The Chien Hsiang is 1.2 meters long and has a wingspan of 2 meters. It has a delta wing and a pusher propeller. The Chien Hsiang has a reported loiter time of 100 hours and a top speed of 185 km/h. They are primarily intended to fill the anti-radiation weapon role targeting enemy radars, transmitters, and associated systems.

While the Chien Hsiang is comparable to the Israeli IAI Harpy, NCSIST has said that any resemblance is coincidental and that the platform is entirely indigenous.

A variant with a sensor ball mounted under its nose has been displayed.

==History==
The Chien Hsiang was first exhibited in 2017 at the Taipei Aerospace & Defense Technology Exhibition.
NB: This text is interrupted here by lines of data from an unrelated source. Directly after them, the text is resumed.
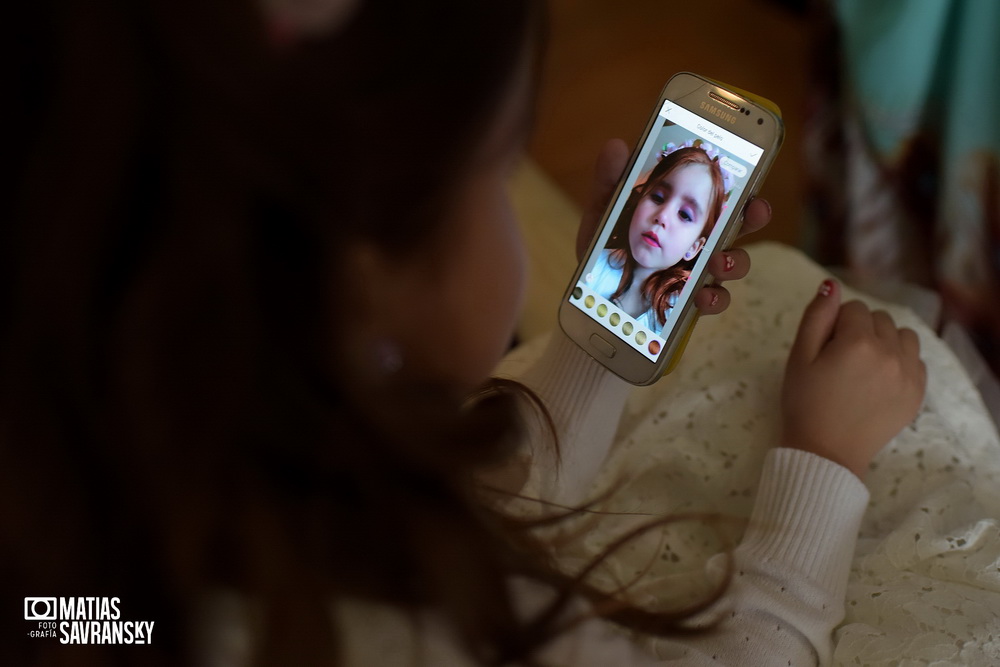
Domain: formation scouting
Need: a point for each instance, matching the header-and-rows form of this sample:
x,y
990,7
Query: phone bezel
x,y
686,90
In 2019, the Taiwan Air Force’s Air Defense and Missile Command announced a five year, NT$80b (US$2.54b) project to build up a full force of anti-radiation UAVs.
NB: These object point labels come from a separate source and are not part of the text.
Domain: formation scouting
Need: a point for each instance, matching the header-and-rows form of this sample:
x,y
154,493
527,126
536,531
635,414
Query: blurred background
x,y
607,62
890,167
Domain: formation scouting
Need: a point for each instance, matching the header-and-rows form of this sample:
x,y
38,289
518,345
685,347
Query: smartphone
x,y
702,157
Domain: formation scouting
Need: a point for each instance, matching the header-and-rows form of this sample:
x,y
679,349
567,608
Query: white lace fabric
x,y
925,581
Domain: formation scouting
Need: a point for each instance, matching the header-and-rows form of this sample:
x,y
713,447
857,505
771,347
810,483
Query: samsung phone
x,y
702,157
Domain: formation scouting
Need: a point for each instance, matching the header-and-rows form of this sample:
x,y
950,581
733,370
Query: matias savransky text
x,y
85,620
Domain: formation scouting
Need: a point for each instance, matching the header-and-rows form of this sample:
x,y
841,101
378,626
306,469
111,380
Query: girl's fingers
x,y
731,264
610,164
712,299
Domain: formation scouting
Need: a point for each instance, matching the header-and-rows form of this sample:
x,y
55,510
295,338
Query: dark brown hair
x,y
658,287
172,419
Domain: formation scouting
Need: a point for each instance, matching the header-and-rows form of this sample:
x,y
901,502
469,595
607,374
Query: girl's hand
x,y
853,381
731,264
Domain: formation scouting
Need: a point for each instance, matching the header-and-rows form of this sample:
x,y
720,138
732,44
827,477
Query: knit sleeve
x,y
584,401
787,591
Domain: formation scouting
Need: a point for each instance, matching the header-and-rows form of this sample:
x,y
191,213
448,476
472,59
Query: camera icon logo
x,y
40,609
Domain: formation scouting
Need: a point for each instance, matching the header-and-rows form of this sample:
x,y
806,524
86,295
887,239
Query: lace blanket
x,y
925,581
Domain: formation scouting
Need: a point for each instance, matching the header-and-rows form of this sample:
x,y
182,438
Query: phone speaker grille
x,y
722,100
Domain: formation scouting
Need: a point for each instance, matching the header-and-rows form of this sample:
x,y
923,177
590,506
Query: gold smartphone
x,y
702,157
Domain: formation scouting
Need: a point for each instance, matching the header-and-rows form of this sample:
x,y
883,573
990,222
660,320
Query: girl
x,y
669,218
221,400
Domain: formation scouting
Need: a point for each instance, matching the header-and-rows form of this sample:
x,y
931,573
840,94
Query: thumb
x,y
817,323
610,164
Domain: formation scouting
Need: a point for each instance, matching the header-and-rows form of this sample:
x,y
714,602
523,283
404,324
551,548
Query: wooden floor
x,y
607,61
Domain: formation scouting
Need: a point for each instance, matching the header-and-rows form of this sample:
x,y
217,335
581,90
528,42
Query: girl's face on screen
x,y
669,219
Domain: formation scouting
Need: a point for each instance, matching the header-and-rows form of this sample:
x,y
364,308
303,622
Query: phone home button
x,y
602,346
In 2022, it was reported that Chien Hsiang production was ahead of schedule and initial procurement was expected to be completed by 2024 or 2025.

==Launcher==
The main Chien Hsiang launch platform is a trailer mounting twelve box launchers. It can also be launched from fixed positions and naval vessels.

== Variants ==

=== Decoy ===
Designed to confuse air defenses systems in conjunction with strike Chien Hsiangs.

=== Anti-ship ===
Two Chien Hsiang derivatives with larger warheads were displayed in 2023.